KLEIN: Among the songs that Tweedy found in the archives and recorded was one called "California Stars."
GUTHRIE: It was on a yellow piece of paper, with a blue ballpoint - he hadn't been to California in 10 years, at least, probably already knew he had Huntington's and he wished he could go back in time, stop the progress of an illness.
(SOUNDBITE OF SONG, "CALIFORNIA STARS")
KLEIN: Tweedy says, as he sifted through the archives, he started to get a sense of the genuineness that was part of Woody's appeal in the 1930s and is still there today.
TWEEDY: There's this incredible generosity of spirit and openness to experiencing the world and experiencing the people in the world and almost a childlike embrace of whatever happens. And that's always going to be inspiring when you can find someone that has such a gift for being themselves.

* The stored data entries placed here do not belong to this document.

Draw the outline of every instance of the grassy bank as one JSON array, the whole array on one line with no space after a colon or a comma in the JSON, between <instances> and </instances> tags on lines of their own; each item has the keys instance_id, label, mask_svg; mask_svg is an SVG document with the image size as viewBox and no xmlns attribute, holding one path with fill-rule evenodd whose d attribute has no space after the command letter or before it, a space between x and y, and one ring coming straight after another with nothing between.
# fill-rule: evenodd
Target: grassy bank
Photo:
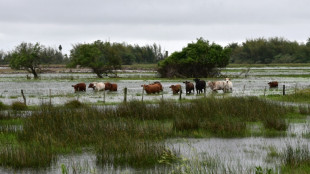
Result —
<instances>
[{"instance_id":1,"label":"grassy bank","mask_svg":"<svg viewBox=\"0 0 310 174\"><path fill-rule=\"evenodd\" d=\"M58 107L42 105L22 118L23 129L13 132L14 141L0 146L0 165L48 167L59 154L87 150L96 153L98 165L150 167L169 151L167 138L251 136L249 123L281 134L291 111L257 97L158 104L132 101L104 108L77 101ZM171 155L178 153L172 149Z\"/></svg>"},{"instance_id":2,"label":"grassy bank","mask_svg":"<svg viewBox=\"0 0 310 174\"><path fill-rule=\"evenodd\" d=\"M285 102L296 102L296 103L310 103L310 88L307 89L296 89L293 94L287 95L267 95L268 99L285 101Z\"/></svg>"}]
</instances>

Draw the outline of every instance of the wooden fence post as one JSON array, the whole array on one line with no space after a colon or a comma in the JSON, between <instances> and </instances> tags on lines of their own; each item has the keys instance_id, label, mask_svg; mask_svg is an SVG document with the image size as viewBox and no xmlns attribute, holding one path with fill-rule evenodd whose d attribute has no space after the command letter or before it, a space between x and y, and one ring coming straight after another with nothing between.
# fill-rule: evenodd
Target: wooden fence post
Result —
<instances>
[{"instance_id":1,"label":"wooden fence post","mask_svg":"<svg viewBox=\"0 0 310 174\"><path fill-rule=\"evenodd\" d=\"M142 87L142 101L143 101L143 97L144 97L144 86Z\"/></svg>"},{"instance_id":2,"label":"wooden fence post","mask_svg":"<svg viewBox=\"0 0 310 174\"><path fill-rule=\"evenodd\" d=\"M52 90L49 89L48 95L50 97L50 105L52 105Z\"/></svg>"},{"instance_id":3,"label":"wooden fence post","mask_svg":"<svg viewBox=\"0 0 310 174\"><path fill-rule=\"evenodd\" d=\"M264 89L264 97L265 97L265 95L266 95L266 86L265 86L265 89Z\"/></svg>"},{"instance_id":4,"label":"wooden fence post","mask_svg":"<svg viewBox=\"0 0 310 174\"><path fill-rule=\"evenodd\" d=\"M24 104L26 105L26 97L25 97L25 95L24 95L24 91L21 90L21 93L22 93L22 96L23 96L23 99L24 99Z\"/></svg>"},{"instance_id":5,"label":"wooden fence post","mask_svg":"<svg viewBox=\"0 0 310 174\"><path fill-rule=\"evenodd\" d=\"M243 85L243 90L242 90L242 93L244 94L244 91L245 91L245 85Z\"/></svg>"},{"instance_id":6,"label":"wooden fence post","mask_svg":"<svg viewBox=\"0 0 310 174\"><path fill-rule=\"evenodd\" d=\"M182 88L180 89L179 100L182 100Z\"/></svg>"},{"instance_id":7,"label":"wooden fence post","mask_svg":"<svg viewBox=\"0 0 310 174\"><path fill-rule=\"evenodd\" d=\"M124 102L127 102L127 87L124 88Z\"/></svg>"},{"instance_id":8,"label":"wooden fence post","mask_svg":"<svg viewBox=\"0 0 310 174\"><path fill-rule=\"evenodd\" d=\"M206 87L204 87L203 92L204 92L203 96L204 96L204 97L206 97L206 93L207 93L207 91L206 91Z\"/></svg>"},{"instance_id":9,"label":"wooden fence post","mask_svg":"<svg viewBox=\"0 0 310 174\"><path fill-rule=\"evenodd\" d=\"M283 95L285 95L285 85L283 85Z\"/></svg>"},{"instance_id":10,"label":"wooden fence post","mask_svg":"<svg viewBox=\"0 0 310 174\"><path fill-rule=\"evenodd\" d=\"M105 103L105 90L103 90L103 103Z\"/></svg>"}]
</instances>

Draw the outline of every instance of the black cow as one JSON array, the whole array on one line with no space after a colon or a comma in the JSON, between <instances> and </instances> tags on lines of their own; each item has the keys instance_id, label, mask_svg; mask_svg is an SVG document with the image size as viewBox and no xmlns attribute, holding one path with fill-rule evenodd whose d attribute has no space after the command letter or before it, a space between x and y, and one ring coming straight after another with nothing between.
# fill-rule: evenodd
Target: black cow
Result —
<instances>
[{"instance_id":1,"label":"black cow","mask_svg":"<svg viewBox=\"0 0 310 174\"><path fill-rule=\"evenodd\" d=\"M194 79L194 81L196 82L197 94L202 93L202 90L203 90L203 92L205 92L205 90L206 90L206 82L204 80L200 80L200 79Z\"/></svg>"}]
</instances>

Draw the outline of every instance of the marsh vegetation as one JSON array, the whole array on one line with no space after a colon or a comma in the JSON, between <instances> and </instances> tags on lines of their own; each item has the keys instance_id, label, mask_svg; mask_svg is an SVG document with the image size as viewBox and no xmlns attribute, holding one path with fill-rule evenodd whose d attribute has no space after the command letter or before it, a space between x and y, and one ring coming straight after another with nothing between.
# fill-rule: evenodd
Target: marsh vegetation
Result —
<instances>
[{"instance_id":1,"label":"marsh vegetation","mask_svg":"<svg viewBox=\"0 0 310 174\"><path fill-rule=\"evenodd\" d=\"M233 93L207 90L182 100L165 91L181 79L160 79L164 93L141 102L137 86L158 80L155 73L109 78L128 88L126 103L122 90L106 93L105 102L103 93L73 93L71 83L98 80L89 74L28 81L24 74L1 74L0 172L307 173L308 68L257 67L239 76L244 69L223 71L234 77ZM286 77L294 72L298 78ZM274 79L287 95L281 86L266 88Z\"/></svg>"}]
</instances>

KLEIN: About 300 of Woody Guthrie's unpublished song lyrics have now been set to music and recorded by a new generation, more than he recorded himself in his lifetime. And Nora Guthrie says that musicians are still finding new material.
GUTHRIE: It's been 20 years and I still haven't read all the lyrics. And just watching each of the artists turn the pages, what happens is they find themselves in Woody's lyrics. Every artist finds something different.
KLEIN: Just days ago, a researcher found a previously unknown song in the archive. That's number 3,002. For NPR News, I'm Bradley Klein.